Frontex, l’agence européenne de surveillance des frontières, était au courant du rôle joué par les garde-côtes grecs dans la mort de quatre exilés en mer Egée en 2022 et elle les avait tenus pour responsables, révèle une enquête du journal espagnol El Pais. La connaissance de ces délits par Frontex questionne aussi le bien-fondé de sa présence en Grèce si de tels agissements sont tolérés.
Des exilés arrêtés par des hommes masqués, renvoyés en Turquie par la mer et forcés de se jeter à l’eau, certains les mains menottées. Ces scènes se sont déroulées en Grèce en 2022. Quatre personnes ont trouvé la mort au cours de ces refoulements violents menés par des garde-côtes grecs.
Une enquête du journal espagnol El Pais, publiée le 6 juillet, révèle que l’agence de surveillance des frontières européennes (Frontex) était au courant de ces agissements. Le journaliste du quotidien espagnol, Hibai Arbide Aza, a eu accès à des rapports du Bureau des droits fondamentaux de Frontex dans lesquels l’agence accusait, dès mars 2023, les garde-côtes grecs de tels agissements.
As @Hibai_ writes, this was no accident. They were were thrown into the sea with their hands tied. “These reports are part of a complaint against Frontex at @EUCourtPress , filed by a survivor of the incident in Samos, through the NGO Front-lex”. https://t.co/fNzl7YeKl3
— front-LEX (@front_LEX) July 6, 2024
Expulsions en 2022
Le premier rapport évoque en effet la mort de trois migrants au cours d’un refoulement depuis l’île grecque de Chios vers la Turquie, le 6 août 2022. Le second texte rapporte des faits qui ont eu lieu en septembre 2022, sur l’île grecque de Samos. Sept exilés ont été arrêtés et expulsés vers la Turquie. Selon le document, ils ont été forcés de se jeter à l’eau dans les eaux territoriales turques.
L’une des personnes s’est noyée, les autres ont pu être secourues par des garde-côtes turcs.
« Les deux documents ont été mis à la disposition du public par Frontex (…) Mais la collaboration des garde-côtes grecs avec des hommes cagoulés et armés lors d’expulsions collectives illégales est également constatée dans deux autres rapports internes du [Bureau des droits fondamentaux de Frontex], auxquels El Pais a eu accès, et qui n’ont pas été publiés jusqu’à présent », indique le journal.
Cette reconnaissance de l’implication des garde-côtes grecs dans les refoulements en mer Égée contredit une nouvelle fois la version officielle des autorités grecques qui n’ont jamais admis pratiquer de telles expulsions.
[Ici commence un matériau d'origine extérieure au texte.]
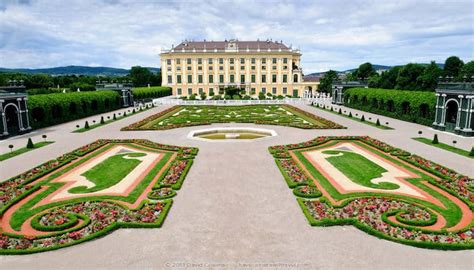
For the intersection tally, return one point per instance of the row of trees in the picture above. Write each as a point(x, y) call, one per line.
point(44, 83)
point(420, 77)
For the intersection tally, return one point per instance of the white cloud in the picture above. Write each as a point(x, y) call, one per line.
point(332, 35)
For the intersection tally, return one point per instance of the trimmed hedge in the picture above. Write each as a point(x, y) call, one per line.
point(51, 109)
point(151, 92)
point(412, 106)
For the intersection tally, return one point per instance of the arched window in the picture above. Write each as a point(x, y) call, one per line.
point(424, 110)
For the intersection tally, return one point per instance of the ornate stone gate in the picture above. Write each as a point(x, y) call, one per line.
point(455, 108)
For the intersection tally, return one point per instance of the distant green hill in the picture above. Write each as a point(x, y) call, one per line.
point(75, 70)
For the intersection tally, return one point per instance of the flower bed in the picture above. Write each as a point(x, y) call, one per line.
point(398, 218)
point(72, 221)
point(161, 193)
point(370, 214)
point(185, 116)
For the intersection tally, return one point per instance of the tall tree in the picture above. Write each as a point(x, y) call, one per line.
point(141, 76)
point(429, 78)
point(453, 66)
point(326, 82)
point(365, 71)
point(467, 71)
point(388, 79)
point(408, 77)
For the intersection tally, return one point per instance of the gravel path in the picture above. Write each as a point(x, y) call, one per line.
point(235, 208)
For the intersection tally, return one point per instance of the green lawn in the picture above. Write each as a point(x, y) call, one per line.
point(359, 169)
point(444, 146)
point(258, 114)
point(367, 122)
point(23, 150)
point(109, 172)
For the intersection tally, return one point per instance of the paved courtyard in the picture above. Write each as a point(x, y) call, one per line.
point(235, 208)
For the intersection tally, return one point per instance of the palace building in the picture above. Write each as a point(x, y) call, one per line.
point(196, 67)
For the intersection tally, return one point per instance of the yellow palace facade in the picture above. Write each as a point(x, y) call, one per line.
point(196, 67)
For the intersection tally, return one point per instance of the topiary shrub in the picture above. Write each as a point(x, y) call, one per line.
point(30, 144)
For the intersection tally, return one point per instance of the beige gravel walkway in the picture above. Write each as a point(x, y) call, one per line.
point(235, 208)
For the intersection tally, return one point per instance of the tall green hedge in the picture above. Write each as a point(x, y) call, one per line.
point(152, 92)
point(51, 109)
point(413, 106)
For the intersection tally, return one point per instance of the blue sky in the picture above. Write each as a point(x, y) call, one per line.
point(331, 34)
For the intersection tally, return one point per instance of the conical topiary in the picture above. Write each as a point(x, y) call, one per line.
point(30, 144)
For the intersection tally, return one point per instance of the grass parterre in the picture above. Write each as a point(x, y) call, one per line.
point(426, 205)
point(183, 116)
point(77, 197)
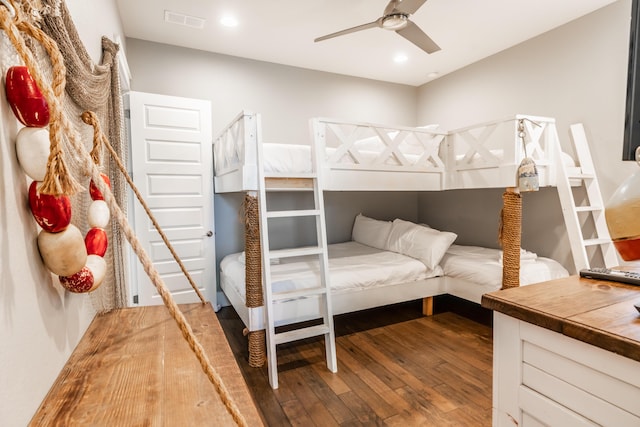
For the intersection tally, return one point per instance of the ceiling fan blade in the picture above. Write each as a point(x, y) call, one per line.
point(373, 24)
point(408, 7)
point(415, 35)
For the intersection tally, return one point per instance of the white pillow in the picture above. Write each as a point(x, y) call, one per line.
point(371, 232)
point(425, 244)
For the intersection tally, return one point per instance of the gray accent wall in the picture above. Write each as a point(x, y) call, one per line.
point(576, 73)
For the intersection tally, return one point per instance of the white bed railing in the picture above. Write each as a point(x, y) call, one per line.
point(355, 156)
point(367, 156)
point(235, 154)
point(488, 154)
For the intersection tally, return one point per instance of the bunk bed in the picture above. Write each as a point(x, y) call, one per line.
point(370, 157)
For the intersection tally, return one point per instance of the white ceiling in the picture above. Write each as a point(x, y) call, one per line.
point(282, 31)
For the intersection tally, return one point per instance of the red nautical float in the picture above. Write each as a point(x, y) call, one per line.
point(25, 98)
point(52, 213)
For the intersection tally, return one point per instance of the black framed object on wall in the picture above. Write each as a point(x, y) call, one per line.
point(632, 114)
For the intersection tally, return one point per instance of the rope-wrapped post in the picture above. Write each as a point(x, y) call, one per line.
point(510, 238)
point(253, 277)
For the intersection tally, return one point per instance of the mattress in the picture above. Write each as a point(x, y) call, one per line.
point(351, 266)
point(484, 266)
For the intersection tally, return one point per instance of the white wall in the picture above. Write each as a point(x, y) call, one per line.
point(576, 73)
point(40, 323)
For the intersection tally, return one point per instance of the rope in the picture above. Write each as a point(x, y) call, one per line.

De nombreuses enquêtes journalistiques ainsi que des rapports d’ONG ont pourtant prouvé le contraire ces dernières années.
Frontex poursuivie en justice
La connaissance de ces faits par Frontex relance également la question du bien-fondé de la présence de l’agence européenne en Grèce si de tels agissements sont tolérés.
Une plainte est en cours d’instruction devant la Cour de justice de l’Union européenne à ce sujet, rappelle El Pais. Un survivant du refoulement de septembre 2022 a porté plainte contre Frontex avec l’aide de l’ONG juridique Front-Lex. Le plaignant est un Congolais dont le meilleur ami est mort dans le refoulement en question. Dans sa plainte, le Congolais demande même le retrait de Frontex en Grèce, au vu de ses nombreuses défaillances.
Il faut dire que le rôle de l’agence européenne est régulièrement décrié dans la région de la mer Egée, notamment pour son manque d’implication dans les opérations de sauvetage de migrants en Méditerranée. Un retrait pointé du doigt à la suite du naufrage meurtrier de Pylos, en juin 2023. Frontex avait repéré le bateau en difficultés mais n’avait pas envoyé de signal de secours.
En février dernier, la médiatrice de l’Union européenne avait dit regretter que Frontex n’ait pas « joué un rôle plus actif » pour sauver les exilés. Ce jour-là, plus de 500 exilés sont morts, faute d’une opération de sauvetage menée dans les temps.
Plus récemment, les organisations Refugees in Libya et Front-LEX ont déposé un recours afin que Frontex, cesse sa surveillance aérienne de la Méditerranée centrale.
Ses activités de géolocalisation permettent aux Libyens d’intercepter les canots de migrants en mer et de les ramener en Libye. Aux yeux des plaignants, Frontex se rend complice des crimes commis par le pays (détention arbitraires de migrants, meurtres, tortures, viols…).